Só visto – e, já agora, sentido, subindo as encostas de lousa solta com o aroma dos estevais e ao som de cascatas – é que se perceberá como é especial este território tão diverso que tem a alvura e a sobriedade idílica do Alentejo, mas o clima e a abundância de água das Beiras. 

Parque Natural de São Mamede. Foto: Fernanda Gamito

Ao redor de Alegrete, no vale da Ribeira de Arronches, já se nota uma paisagem serrana fortemente influenciada pelas atividades humanas desde tempos imemoriais. Olival, pomares e hortas, eiras e muros apiários, estevais onde se misturam os fetos e o rosmaninho, sobreiral com prados abertos onde cresce a pegajosa dedaleira-das-rochas (Digitalis thapsi), antecipam a cooperação harmoniosa entre a ocupação humana e a Natureza que será uma constante neste passeio.

Dedaleira-das-rochas (Digitalis thapsi). Foto: Fernanda Gamito

O mais importante dos relevos alentejanos, a Serra de S. Mamede, com 1025m de altura, foi continuamente habitado desde a Pré-história e é um verdadeiro mosaico paisagístico e cultural: floresta mista de pinheiro-bravo e eucalipto, montados com sobreiros, azinheiras e carvalho-negral, monumentos megalíticos, romanos e medievais, olivais e vinhas, açudes, levadas e cascatas, soutos e castinçais de árvores centenárias, cristas rochosas onde se ergueram castelos que dominam sobre montes e vales, suaves e ondulados…

Descobrimos agora que a Serra S. Mamede é, na verdade, um vasto maciço montanhoso (40km de comprimento por 10km de largura), composto por dois planaltos centrais e largos vales, dos quais se destacam várias serras: Castelo de Vide; Marvão; Selada; Portalegre; S. Mamede;  Fria.

Serra de Marvão. Foto: Fernanda Gamito

Por esta altura, as cerejeiras e macieiras em flor e os prados floridos onde pasta o gado livremente tornam estes vales quase paradisíacos. Têm nomes como Escusa, Porto da Espada, S. Julião, Freguesia, Porto Roque e Sovrete e é aqui que a diversidade de habitats se torna mais evidente a quem segue nas estradas panorâmicas que os atravessam.

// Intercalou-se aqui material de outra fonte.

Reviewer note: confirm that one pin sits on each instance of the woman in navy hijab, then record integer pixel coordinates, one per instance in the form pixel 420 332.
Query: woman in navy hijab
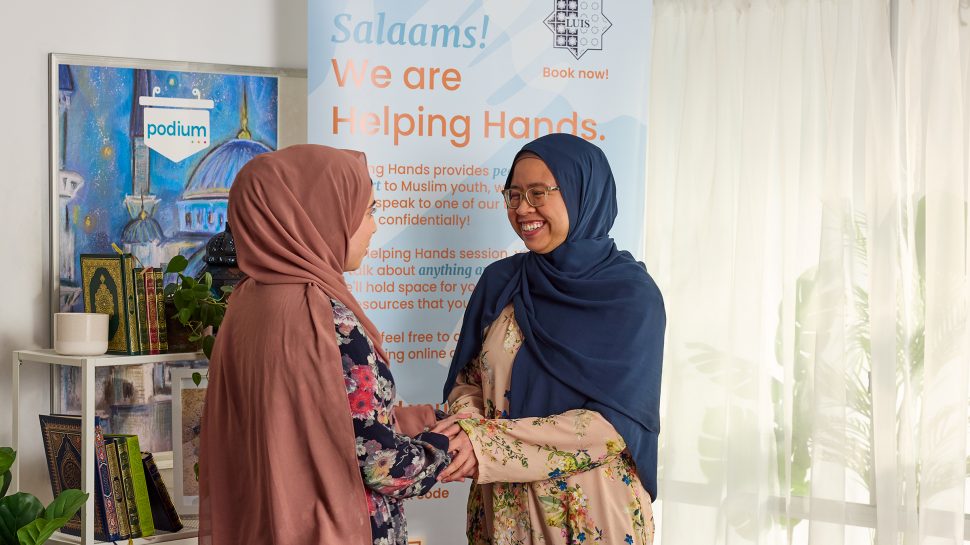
pixel 559 361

À variedade geológica e de agro-sistemas, alia-se a variação de altitudes e de exposição a Norte ou a Sul, tudo se conjungando para influenciar uma paisagem estonteante e perfeita como num sonho.

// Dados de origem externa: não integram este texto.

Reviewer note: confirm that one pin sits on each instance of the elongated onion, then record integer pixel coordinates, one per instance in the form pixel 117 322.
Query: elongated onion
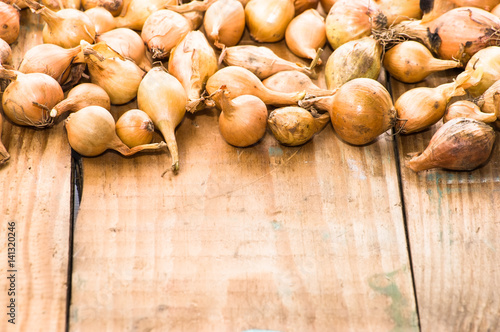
pixel 91 131
pixel 267 19
pixel 163 98
pixel 28 99
pixel 192 62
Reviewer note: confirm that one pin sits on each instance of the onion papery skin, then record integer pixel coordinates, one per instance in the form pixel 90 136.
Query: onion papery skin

Vale de Sovrete. Foto: Fernanda Gamito

O GPS não sabe de paisagens encantadas, tão pouco de estradas interrompidas e, na aldeia de Porto da Espada, indicam-nos o melhor caminho, com palavras e pronúncias antigas. O “Falar Raiano de Marvão” (dialecto português centro-meridional, na classificação de Lindley Cintra) foi, até não há muito tempo, uma variedade linguística específica em uso nesta região, numa representação única do mundo tradicional, à altura do seu carácter singular.

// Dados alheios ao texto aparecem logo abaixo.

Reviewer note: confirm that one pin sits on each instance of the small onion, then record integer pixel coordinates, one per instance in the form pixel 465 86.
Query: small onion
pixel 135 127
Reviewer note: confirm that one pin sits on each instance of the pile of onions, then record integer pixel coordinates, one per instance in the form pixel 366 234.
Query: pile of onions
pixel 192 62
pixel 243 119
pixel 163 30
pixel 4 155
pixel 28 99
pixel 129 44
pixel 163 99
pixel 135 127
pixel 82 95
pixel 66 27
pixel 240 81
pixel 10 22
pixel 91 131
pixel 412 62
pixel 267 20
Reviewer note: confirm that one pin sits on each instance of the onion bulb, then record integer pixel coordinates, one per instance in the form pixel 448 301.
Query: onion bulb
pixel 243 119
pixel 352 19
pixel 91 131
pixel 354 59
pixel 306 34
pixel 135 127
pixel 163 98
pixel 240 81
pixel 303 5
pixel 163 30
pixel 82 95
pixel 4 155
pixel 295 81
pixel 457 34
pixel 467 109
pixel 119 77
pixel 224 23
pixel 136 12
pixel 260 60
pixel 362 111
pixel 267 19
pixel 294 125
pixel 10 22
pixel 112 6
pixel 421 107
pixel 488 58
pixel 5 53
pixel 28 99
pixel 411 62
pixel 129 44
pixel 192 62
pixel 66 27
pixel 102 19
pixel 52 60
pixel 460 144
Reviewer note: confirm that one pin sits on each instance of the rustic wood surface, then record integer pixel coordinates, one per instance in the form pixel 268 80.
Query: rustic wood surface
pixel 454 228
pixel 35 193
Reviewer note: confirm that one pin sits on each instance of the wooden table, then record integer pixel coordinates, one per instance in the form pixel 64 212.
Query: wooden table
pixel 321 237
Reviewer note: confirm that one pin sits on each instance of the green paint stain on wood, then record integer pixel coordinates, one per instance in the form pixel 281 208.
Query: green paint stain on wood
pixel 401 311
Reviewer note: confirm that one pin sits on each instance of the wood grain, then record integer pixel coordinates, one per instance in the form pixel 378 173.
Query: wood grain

Barranco da cascata de Monte Sete. Foto: Fernanda Gamito

Seguimos então para Monte Sete, o sítio onde se precipita em cascata o Rio Xévora, num barranco profundo. O caminho reluzente de xisto é “a prumo”, mas as vistas e as surpresas compensam. Será, não será?…

Goivo-das-beiras (Erysimum lagascae). Foto: Fernanda Gamito

São mesmo goivos-das-beiras (Erysimum lagascae), endemismo da grande família Brassicaceae, nativo do Sudoeste da Península Ibérica, classificado como “vulnerável” e supostamente circunscrito em Portugal Continental a Trás-os Montes e à Beira Alta.

Fora do lugar, a pequena e frágil “prima” das couves convive aqui, em grande número, com estevas, giestas e cravinas-bravas (Dianthus lusitanus), testemunhando, à sua maneira, que esta Serra de S. Mamede é mesmo um daqueles recantos de Portugal que julgávamos perdidos para sempre.